### Lazy sequences in Scala and Clojure

Lazy sequences (also known as streams) are an interesting functional data structure which you might have never heard of. Basically lazy sequence is a list that is not fully known/computed until you actually use it. Imagine a list that is very expensive to create and you don't want to compute too much - but still allow clients to consume as much as they want or need. Similar to iterator, however iterators are destructive - once you read them, they're gone. Lazy sequences on the other hand remember already computed elements.

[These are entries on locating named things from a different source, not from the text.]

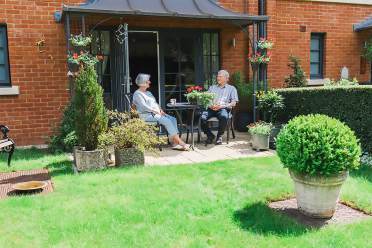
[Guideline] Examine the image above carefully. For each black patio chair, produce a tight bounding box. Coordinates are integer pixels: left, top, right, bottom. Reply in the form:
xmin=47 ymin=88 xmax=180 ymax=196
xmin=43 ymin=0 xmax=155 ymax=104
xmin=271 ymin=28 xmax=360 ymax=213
xmin=203 ymin=108 xmax=235 ymax=144
xmin=0 ymin=124 xmax=15 ymax=166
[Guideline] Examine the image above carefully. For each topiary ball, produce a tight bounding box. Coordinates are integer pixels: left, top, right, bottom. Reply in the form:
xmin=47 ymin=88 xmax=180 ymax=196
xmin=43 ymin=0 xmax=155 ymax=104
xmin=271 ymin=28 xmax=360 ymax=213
xmin=276 ymin=114 xmax=361 ymax=176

Notice that this abstraction even allows us to construct and work with infinite streams! It's perfectly possible to create a lazy sequence of prime numbers or Fibonacci series. It's up to the client to decide how many elements they want to consume - and only that many are going to be generated. Compare it to eager list - that has to be precomputed prior to first usage and iterator - that forgets about already computed values.

Remember however that lazy sequences are always traversed from the beginning so in order to find Nth element lazy sequence will have to compute preceding N-1 elements.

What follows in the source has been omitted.